After his wife died, Worley began starting his morning routine with his three children, commuting as a family on the city bus to his children’s bus stop for school. And, routinely, Worley would accept the positive messages shared in passing by Charres Burnett, 32. Burnett, a single mother to her son, Sayvion, 8, recalls seeing Worley when he would send his son on his way to McKinley-Brighton Elementary School in the morning.
“She always had something uplifting to say, and I needed that,” Worley recalls of Burnett. “Eventually, she asked me out on a date to a Tyler Perry movie, and we’ve been together every day since,” Worley said of his now-fiancee, who is expecting their first child together.
“He treats my son like he’s one of his own,” Burnett said of the way Worley has embraced Sayvion since they have joined their families. When he’s cheering from the sidelines every Saturday, he’s cheering for Sayvion too.
Worley and Burnett decided to move Worley’s family out of the South Side and into Burnett’s East Side apartment, where long days end in laughter, dance competitions and the aroma of Worley’s barbecue chicken, rice and collard greens.
Carol Worley recalls her son’s love for cooking from the time that she stayed with him and his family. “I think that brought him and the kids even closer together after his wife died.”
While the kids laughed and stuffed their faces at the dinner table on a recent March weeknight, Worley tidied the kitchen and explained his pride for his children’s accomplishments, both on and off the basketball court.
“I got an award at school,” Nevaeh humbly bragged to her younger siblings.
Just as seriously as he takes participating in his children’s extracurricular life on the court, Worley makes sure that school is their priority.
“I let them know they have to do well in school if they want the privilege of doing the extra things that they want to do. So far it’s working,” Worley said.
And Nevaeh Worley has set the bar high for her younger brothers by making her father proud as an honor role student. She flipped through her folder of homework assignments boasting about her A+ grades on her math assignments, but complaining about her reading comprehension assignments that she struggled with the night before.

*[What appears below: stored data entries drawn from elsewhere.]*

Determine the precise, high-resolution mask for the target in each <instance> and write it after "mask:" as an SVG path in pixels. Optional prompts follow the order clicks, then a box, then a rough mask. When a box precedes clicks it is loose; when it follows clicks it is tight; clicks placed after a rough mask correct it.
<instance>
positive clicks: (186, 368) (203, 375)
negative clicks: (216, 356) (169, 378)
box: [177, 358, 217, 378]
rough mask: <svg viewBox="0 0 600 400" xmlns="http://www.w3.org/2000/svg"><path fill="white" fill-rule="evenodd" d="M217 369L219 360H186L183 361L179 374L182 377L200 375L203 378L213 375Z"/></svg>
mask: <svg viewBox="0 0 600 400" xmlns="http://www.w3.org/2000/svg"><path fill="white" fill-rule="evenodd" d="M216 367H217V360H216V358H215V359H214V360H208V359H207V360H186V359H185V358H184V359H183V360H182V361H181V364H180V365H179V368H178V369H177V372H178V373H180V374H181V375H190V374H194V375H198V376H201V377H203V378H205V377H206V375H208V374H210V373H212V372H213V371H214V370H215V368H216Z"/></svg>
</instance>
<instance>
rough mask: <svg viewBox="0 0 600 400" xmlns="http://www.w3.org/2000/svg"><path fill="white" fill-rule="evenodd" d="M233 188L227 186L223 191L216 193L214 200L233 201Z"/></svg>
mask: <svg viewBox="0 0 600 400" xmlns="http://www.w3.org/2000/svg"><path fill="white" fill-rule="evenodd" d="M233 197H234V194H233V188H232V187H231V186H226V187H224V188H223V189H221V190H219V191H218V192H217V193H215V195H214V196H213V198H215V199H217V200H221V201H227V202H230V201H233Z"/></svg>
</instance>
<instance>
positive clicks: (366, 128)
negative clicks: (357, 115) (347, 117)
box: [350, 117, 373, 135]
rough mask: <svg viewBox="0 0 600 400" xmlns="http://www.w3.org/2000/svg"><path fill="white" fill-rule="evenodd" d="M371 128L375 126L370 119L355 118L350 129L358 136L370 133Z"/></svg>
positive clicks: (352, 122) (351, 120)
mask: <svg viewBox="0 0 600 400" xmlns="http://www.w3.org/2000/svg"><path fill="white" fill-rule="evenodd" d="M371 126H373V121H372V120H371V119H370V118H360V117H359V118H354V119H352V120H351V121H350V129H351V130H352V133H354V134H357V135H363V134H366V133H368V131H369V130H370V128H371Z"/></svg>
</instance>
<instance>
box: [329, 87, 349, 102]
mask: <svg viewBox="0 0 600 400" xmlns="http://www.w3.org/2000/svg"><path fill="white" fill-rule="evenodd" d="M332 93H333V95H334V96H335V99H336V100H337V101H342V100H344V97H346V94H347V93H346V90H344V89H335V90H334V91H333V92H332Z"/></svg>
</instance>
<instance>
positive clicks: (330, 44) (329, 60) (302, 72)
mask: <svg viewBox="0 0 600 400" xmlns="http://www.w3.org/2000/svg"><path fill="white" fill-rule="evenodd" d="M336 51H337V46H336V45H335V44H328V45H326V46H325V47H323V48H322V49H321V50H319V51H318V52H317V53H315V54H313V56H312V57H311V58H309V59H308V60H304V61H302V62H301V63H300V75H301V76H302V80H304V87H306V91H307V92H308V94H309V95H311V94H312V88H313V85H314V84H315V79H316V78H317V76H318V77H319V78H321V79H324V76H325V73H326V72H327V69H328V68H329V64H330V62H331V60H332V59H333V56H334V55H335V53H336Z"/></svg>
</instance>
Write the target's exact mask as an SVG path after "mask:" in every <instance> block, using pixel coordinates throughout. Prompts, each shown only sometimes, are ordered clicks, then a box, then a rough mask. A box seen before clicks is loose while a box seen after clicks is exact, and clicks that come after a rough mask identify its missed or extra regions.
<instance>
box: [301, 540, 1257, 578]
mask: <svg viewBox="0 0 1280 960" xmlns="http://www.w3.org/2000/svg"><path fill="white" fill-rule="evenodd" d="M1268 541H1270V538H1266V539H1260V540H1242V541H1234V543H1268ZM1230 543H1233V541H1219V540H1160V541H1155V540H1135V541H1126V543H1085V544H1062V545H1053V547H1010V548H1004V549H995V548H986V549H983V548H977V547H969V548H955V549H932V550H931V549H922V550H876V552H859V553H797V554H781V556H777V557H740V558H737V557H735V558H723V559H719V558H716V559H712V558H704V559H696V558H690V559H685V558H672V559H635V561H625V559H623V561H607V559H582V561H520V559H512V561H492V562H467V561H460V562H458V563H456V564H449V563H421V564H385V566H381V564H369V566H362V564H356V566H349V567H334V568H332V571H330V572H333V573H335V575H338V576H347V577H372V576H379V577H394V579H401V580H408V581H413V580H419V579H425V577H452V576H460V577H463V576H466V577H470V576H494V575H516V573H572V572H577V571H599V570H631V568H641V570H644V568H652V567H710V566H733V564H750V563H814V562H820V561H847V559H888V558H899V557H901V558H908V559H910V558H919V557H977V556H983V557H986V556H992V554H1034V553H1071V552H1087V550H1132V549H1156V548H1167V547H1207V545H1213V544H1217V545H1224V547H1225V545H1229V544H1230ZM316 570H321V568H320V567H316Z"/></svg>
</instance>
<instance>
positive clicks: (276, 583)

Worley stopped her mid-sentence the second she said the word “can’t” in reference to her work. “It’s the ‘I can’t’ attitude that makes me feel like she’s not ready,” Worley said about the option Nevaeh has to skip the sixth grade based on her high performance at school.
He is his children’s biggest supporter, but it’s a call Worley is not ready to make. “I don’t want to push her too quick.”
But there’s another call he’s sure of.
“My next big plan is to legally adopt my stepson and to make Charres my wife.”